Justiça determina indenização a cliente que recebeu celular danificado após envio para assistência técnica

Justiça determina indenização a cliente que recebeu celular danificado após envio para assistência técnica

O Juizado Especial Cível e Criminal de Macaíba condenou uma multinacional fabricante de celulares a pagar R$2 mil de indenização por danos morais a um consumidor que teve seu aparelho devolvido com a tela trincada após enviá-lo para conserto autorizado.
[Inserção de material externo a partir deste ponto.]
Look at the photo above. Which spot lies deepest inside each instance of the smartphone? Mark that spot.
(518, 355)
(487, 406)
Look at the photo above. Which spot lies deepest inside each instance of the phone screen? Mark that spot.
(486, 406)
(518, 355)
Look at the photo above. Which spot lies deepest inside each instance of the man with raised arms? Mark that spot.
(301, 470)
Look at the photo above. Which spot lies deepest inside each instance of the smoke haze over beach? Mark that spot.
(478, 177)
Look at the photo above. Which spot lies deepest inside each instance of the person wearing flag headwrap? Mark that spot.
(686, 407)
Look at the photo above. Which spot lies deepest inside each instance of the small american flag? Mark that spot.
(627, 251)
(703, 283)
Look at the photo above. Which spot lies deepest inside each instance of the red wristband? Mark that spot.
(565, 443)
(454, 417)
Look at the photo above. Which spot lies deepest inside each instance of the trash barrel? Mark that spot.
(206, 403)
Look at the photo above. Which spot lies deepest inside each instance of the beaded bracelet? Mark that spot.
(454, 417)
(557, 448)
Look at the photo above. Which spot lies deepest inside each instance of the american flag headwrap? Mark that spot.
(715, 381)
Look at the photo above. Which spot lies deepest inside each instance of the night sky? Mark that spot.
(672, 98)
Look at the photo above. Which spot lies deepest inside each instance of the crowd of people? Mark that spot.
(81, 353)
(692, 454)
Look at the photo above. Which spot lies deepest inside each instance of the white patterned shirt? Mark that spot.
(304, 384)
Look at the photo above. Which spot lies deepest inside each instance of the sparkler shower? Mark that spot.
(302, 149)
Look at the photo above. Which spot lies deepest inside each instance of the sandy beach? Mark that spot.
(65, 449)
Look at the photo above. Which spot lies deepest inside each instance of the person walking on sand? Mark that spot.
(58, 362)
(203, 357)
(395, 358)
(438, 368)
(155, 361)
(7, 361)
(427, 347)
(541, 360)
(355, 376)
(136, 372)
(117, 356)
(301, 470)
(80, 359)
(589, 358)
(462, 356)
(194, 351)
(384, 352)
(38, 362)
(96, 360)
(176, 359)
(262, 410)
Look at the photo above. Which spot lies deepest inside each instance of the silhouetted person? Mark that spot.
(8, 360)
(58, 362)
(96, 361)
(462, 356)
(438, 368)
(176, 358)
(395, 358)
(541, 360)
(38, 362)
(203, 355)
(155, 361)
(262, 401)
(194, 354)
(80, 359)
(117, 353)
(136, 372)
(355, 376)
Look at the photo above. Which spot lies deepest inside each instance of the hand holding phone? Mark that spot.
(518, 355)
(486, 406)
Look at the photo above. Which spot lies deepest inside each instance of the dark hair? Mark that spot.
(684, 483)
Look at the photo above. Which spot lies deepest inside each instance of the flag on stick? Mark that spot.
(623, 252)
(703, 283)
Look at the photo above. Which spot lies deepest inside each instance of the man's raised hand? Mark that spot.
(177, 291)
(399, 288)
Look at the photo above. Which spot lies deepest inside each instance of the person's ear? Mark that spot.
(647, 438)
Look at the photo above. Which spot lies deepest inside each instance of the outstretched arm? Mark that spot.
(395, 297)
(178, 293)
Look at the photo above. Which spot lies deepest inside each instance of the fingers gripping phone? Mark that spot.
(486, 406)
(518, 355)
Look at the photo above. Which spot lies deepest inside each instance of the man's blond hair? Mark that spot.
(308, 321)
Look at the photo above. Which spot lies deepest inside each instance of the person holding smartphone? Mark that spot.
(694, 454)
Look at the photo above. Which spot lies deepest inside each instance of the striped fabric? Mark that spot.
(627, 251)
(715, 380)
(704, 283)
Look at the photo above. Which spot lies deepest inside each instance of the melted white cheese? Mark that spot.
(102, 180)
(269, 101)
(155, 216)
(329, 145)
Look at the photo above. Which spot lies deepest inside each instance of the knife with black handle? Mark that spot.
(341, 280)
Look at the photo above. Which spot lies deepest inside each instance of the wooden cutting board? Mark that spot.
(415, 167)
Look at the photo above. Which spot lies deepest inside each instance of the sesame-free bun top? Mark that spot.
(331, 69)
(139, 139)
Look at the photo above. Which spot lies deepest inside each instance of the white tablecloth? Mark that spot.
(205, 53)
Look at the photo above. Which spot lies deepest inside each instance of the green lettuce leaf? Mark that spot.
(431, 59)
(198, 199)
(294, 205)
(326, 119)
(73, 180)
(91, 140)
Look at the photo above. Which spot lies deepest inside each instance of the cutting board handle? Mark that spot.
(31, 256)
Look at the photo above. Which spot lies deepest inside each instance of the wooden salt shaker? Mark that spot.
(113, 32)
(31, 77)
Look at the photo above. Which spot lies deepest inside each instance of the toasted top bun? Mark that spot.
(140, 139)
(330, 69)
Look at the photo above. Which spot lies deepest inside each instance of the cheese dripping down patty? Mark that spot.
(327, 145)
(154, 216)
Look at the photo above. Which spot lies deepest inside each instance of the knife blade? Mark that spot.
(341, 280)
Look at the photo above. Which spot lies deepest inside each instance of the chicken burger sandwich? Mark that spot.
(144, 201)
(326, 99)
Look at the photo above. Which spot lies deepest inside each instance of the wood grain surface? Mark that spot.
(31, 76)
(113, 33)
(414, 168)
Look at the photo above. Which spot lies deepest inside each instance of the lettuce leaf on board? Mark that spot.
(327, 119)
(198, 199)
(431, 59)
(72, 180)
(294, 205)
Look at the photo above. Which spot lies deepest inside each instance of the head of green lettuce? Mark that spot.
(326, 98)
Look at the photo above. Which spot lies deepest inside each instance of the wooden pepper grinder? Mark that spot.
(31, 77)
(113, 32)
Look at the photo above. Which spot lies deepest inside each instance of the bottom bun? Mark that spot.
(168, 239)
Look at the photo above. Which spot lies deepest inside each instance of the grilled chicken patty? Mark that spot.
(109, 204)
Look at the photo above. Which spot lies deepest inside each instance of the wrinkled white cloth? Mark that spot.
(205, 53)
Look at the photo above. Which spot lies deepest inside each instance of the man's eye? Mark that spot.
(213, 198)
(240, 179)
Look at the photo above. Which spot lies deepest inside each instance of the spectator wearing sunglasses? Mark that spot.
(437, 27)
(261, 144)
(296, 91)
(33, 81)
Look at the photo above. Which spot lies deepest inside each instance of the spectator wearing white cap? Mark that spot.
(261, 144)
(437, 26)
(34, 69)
A sentença é da juíza Josane Peixoto Noronha e reconhece a falha de prestação de serviço por parte da empresa fabricante do celular.

Segundo o processo, o cliente, morador de Macaíba, comprou o celular em uma loja revendedora localizada em shopping da capital potiguar, pelo valor de R$3.999,00. Dentro do período de garantia, o aparelho apresentou falhas graves no Wi-Fi e no Bluetooth, tornando-o inutilizável para o trabalho. O consumidor, que atua como videomaker e produtor de conteúdo digital, alegou que o smartphone é essencial para sua atividade profissional.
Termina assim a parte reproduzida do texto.